As I started to quiz them on some of these special words, I thought about Good Nature readers—whom I suspect love the mountains and altitude and northern climes every bit as much as my family does—and I decided to turn my impromptu quiz into one for you, too.

Take the test, and share your score with fellow readers!

Directions:

Match each of the numbered terms below with the correct lettered definition from the list below.

1. boreal
2. krummholz
3. lichen
4. montane
5. moraine
6. penstemon
7. talus
8. tarn
9. scree
10. pika

Definitions (match with the terms above):

a. A mountain lake or pool formed in a cirque excavated by a glacier

b. Loose rock and boulders on a steep mountainside or at the base of a cliff, created by physical weathering

c. A small mammal that lives in cold, rocky mountain habitat, related to the rabbit, with rounded ears, a short tail and a shrill call

d. Of or relating to the north, particularly characteristic of the climatic zone just south of the Arctic, dominated by taiga forests of birch, poplar, and conifers

e. Stunted, deformed trees that grow low to the ground amid fierce, freezing winds in subarctic or subalpine treeline landscapes

f. A composite organism consisting of the symbiotic association of a fungus and a photosynthetic partner, found in some of the most extreme environments on earth including arctic tundra

g. A North American flowering plant family whose 280 species include a number of showy alpine wildflowers

h. An accumulation of small broken rock fragments, often with mixed gravel and loose dirt, at the base of crags or mountain cliffs

i. The forested highland area lying below the subalpine zone

j. A glacially formed accumulation of unconsolidated glacial debris, generally soil and rock

Now, check your answers below the photograph!

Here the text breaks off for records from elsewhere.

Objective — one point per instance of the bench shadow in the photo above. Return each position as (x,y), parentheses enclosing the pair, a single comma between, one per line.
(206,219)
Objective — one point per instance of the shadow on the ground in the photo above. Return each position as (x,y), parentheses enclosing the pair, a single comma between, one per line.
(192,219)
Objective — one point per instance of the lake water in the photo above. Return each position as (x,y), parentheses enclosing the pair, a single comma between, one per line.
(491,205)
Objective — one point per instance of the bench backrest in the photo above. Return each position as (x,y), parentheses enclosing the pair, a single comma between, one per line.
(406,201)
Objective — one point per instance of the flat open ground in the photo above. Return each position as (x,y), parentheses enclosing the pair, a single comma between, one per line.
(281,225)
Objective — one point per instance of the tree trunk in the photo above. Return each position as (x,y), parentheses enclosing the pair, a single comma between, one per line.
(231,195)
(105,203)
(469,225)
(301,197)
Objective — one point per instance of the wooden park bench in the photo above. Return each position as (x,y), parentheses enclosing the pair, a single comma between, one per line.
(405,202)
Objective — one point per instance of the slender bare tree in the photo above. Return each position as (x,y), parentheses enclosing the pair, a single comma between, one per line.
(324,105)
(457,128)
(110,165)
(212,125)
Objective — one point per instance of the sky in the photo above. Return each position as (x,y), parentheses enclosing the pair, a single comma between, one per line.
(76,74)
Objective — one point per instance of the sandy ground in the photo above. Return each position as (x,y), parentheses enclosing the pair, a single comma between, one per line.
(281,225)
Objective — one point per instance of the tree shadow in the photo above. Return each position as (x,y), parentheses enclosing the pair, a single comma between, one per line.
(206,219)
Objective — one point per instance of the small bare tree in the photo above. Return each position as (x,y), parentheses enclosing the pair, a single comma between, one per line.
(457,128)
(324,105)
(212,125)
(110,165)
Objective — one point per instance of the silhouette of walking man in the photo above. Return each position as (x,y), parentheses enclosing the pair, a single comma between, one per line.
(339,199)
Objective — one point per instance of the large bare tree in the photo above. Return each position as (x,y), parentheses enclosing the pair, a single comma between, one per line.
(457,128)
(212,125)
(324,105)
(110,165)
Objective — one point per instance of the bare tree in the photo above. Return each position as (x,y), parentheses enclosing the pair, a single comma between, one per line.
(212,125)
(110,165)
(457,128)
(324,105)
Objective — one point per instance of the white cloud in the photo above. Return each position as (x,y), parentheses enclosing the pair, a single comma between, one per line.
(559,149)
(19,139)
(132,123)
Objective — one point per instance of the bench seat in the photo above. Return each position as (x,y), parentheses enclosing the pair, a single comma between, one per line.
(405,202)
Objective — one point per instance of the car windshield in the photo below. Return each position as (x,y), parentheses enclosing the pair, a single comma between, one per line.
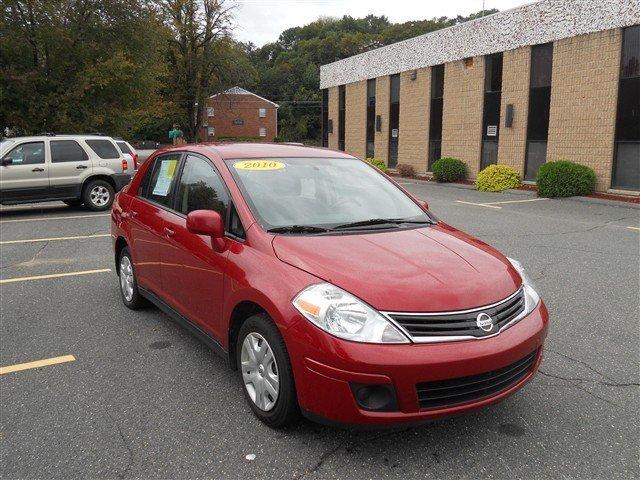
(311,194)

Medicine Bow Peak, Snowy Range, Wyoming. Photo copyright: Wendy Worrall Redal

Medicine Bow Peak, Snowy Range, Wyoming. Photo copyright: Wendy Worrall Redal

Answers to the quiz:

1) D 2)E 3)F 4)I 5)J 6)G 7)B 8)A 9)H 10) C

Want to immerse yourself in more of the language of nature? Check out the lovely book Home Ground: Language for an American Landscape. The volume, edited by renowned nature writer Barry Lopez, features short expositions by writers on natural features from swamps to swales and a whole bunch else from A to Z. The goal of Lopez’s Home Ground Project — which is technically a dictionary of American landscape terms, yet really a collection of short, lyrical essays that value our land through describing its specific features– is an effort to help reconnect people to places that matter to them. Whether it’s Park Slope in Brooklyn or the Wind River Range of Wyoming, Lopez says “Home Ground explores a vocabulary that gives us back a sense of belonging.”